While the "borrow-and-spend" Republicans may have been checkmated by the "tax-and-spend" Democrats, I think the gridlock started awhile ago, when the government effectively ran out of money.

Take the 700-mile border fence, for example. Although Congress voted for it with much fanfare recently, it is clear that no money has been allocated for it and probably never will.

No Child Left Behind is yet another example of an idea set in motion for political gains a few years ago that has received only a fraction of the money needed to implement it. Instead, schools have been saddled with onerous testing requirements and teachers are left having to buy basic supplies with their own money.

If the government stops spending money -- money it doesn't have in the first place -- it makes sense that stock market values will rise.

Markets respond well to the promise of less government spending and borrowing. What markets are signaling with such signs as 10-year bond interest rates of 4.5 percent is that the backdrop of the current strong business and stock market climate is a government that is bankrupt on paper. Any sign of improvement is worth celebrating in the form of momentary higher stock prices.

The government's own accounting office put the current gap at $60 trillion. To close this gap with higher taxes, we would have to increase the tax rates by 80 percent, according to a report in the New York Times by Austan Goolsbee of the University of Chicago.

While top marginal tax rates prior to the Reagan administration were as high as 70 percent (plus California state taxes for us), it is depressing to think that they will be that high again. There probably is some perversion of the Laffer Curve that illustrates the point at which higher taxes cripple the economy and prompt people to earn less and thereby reduce total tax revenues.

I remember a time back in the 1970s when business owners were allowed to pay themselves only "reasonable compensation" at a max of about $300,000 a year and everything after that had to be paid as a dividend.

After the corporation had paid its taxes and passed the dividend on to the owner, who was already in a 70 percent marginal bracket, the double taxation put him or her in an effective 90 percent marginal tax bracket. The only option was to cheat, buy real estate for tax shelter or sell the business.

Our best option might be to start taxing the deceased more heavily. A great deal of effort, plus about $200 million in lobbying fees and political contributions, have been spent by a small group of extremely wealthy families that want to do away with what their public relations campaign now calls the "death tax."

It used to be called the "estate tax," but they wanted something that sounded more onerous. Talk about the law of unintended consequences -- the term death tax offers a far better description of an ideal tool for the "work-out" team that will usher us out of bankruptcy.

Frankly, I don't know of a single deceased person who has objected to paying his or her death tax.

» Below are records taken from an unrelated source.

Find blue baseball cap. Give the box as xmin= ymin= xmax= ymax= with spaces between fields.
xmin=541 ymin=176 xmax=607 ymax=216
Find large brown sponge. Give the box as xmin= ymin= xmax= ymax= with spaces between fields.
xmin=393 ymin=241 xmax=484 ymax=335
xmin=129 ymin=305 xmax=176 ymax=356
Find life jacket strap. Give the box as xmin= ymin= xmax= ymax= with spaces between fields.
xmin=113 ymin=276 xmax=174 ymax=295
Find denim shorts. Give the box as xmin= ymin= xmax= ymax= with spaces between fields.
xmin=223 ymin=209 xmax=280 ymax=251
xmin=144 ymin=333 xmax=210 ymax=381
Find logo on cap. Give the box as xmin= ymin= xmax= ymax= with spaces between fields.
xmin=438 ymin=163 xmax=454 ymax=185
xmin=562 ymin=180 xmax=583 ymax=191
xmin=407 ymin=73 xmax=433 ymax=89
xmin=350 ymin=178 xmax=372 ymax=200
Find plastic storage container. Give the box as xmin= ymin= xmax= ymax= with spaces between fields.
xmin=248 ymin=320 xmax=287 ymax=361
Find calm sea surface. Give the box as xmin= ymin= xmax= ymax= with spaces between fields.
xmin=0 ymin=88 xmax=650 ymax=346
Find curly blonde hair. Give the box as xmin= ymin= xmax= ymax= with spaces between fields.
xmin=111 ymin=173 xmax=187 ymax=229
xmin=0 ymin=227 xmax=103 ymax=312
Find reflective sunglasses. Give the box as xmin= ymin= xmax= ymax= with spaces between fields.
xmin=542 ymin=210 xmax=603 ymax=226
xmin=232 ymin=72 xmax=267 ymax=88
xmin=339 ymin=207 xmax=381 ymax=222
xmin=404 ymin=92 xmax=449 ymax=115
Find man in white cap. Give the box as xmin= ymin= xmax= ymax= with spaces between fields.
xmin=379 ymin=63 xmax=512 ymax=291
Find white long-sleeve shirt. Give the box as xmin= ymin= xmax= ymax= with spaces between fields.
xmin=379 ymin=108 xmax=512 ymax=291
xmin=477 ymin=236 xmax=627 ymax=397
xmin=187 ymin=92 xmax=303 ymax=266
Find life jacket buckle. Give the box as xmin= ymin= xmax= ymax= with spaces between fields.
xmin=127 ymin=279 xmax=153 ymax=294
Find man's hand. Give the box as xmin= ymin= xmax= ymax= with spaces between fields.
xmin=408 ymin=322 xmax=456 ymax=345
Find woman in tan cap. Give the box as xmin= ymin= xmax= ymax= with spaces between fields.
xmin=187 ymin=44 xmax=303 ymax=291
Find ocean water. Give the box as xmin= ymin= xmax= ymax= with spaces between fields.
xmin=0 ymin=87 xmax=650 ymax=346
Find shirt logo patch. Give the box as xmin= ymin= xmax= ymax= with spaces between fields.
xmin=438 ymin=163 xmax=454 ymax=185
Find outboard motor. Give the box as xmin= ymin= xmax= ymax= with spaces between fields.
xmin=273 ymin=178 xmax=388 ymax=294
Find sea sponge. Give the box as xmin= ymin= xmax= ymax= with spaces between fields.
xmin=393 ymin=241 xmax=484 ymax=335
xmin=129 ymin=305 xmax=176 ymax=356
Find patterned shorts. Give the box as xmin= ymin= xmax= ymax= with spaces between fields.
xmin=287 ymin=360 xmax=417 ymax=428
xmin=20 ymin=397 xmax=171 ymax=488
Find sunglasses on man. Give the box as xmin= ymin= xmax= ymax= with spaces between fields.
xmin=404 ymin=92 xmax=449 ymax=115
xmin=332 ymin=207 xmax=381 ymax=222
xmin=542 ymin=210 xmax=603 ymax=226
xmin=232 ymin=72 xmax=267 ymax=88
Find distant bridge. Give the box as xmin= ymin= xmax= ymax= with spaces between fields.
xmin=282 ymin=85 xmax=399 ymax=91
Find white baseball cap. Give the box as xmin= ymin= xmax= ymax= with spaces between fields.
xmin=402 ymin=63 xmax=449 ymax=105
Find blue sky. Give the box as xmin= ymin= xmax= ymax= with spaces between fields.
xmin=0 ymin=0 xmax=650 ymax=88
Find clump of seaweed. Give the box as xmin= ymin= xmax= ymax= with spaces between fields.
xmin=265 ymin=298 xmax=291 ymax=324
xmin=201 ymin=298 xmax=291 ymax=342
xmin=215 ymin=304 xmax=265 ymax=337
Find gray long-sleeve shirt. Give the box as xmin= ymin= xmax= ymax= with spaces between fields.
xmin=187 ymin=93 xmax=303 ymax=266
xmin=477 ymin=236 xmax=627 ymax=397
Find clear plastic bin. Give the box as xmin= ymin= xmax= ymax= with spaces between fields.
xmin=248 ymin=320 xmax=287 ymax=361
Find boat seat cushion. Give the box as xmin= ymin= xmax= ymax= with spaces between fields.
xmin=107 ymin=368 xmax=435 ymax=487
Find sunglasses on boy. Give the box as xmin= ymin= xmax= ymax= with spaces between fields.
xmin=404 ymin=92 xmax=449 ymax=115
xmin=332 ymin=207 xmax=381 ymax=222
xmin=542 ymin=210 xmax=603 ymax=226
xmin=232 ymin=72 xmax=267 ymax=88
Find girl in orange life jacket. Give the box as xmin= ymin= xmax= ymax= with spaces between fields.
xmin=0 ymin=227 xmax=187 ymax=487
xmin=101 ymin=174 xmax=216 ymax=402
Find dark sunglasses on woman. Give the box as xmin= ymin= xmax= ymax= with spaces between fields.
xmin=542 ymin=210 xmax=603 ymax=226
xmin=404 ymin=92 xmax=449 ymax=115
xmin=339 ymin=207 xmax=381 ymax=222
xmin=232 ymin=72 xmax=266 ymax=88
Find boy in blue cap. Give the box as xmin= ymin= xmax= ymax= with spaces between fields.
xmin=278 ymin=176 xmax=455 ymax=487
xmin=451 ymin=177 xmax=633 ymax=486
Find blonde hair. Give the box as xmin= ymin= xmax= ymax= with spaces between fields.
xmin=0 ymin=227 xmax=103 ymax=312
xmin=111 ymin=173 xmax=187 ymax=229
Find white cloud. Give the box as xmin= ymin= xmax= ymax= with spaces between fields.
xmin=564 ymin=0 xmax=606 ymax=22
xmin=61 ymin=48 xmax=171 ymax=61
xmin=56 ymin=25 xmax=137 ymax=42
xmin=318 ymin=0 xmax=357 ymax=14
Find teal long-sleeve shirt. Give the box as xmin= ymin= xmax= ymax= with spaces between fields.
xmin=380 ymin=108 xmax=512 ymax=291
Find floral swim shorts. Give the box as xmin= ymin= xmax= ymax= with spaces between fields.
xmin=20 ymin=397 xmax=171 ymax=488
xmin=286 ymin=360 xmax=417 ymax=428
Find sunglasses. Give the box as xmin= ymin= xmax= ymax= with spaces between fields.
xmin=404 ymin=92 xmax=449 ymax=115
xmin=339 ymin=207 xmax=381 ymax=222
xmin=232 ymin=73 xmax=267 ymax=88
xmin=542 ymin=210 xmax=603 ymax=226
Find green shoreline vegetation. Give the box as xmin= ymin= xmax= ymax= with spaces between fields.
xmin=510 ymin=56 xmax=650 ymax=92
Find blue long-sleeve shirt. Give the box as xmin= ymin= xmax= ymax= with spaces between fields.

It's a tax that in no way reduced their sense of security or pleasure while he or she was alive. So it left their progeny with a little less, but hey, any estate large enough to trigger a death tax leaves plenty of after-tax windfall to enjoy.

The tax is essentially voluntary, because any deceased person can avoid paying it entirely by giving the assets to charity. It can even be insured today at an annual cost of just a few thousand dollars per million of coverage if you think you might become the first family in America to ever lose a farm because of the "death tax."

Read my lips: Higher taxes are just around the corner.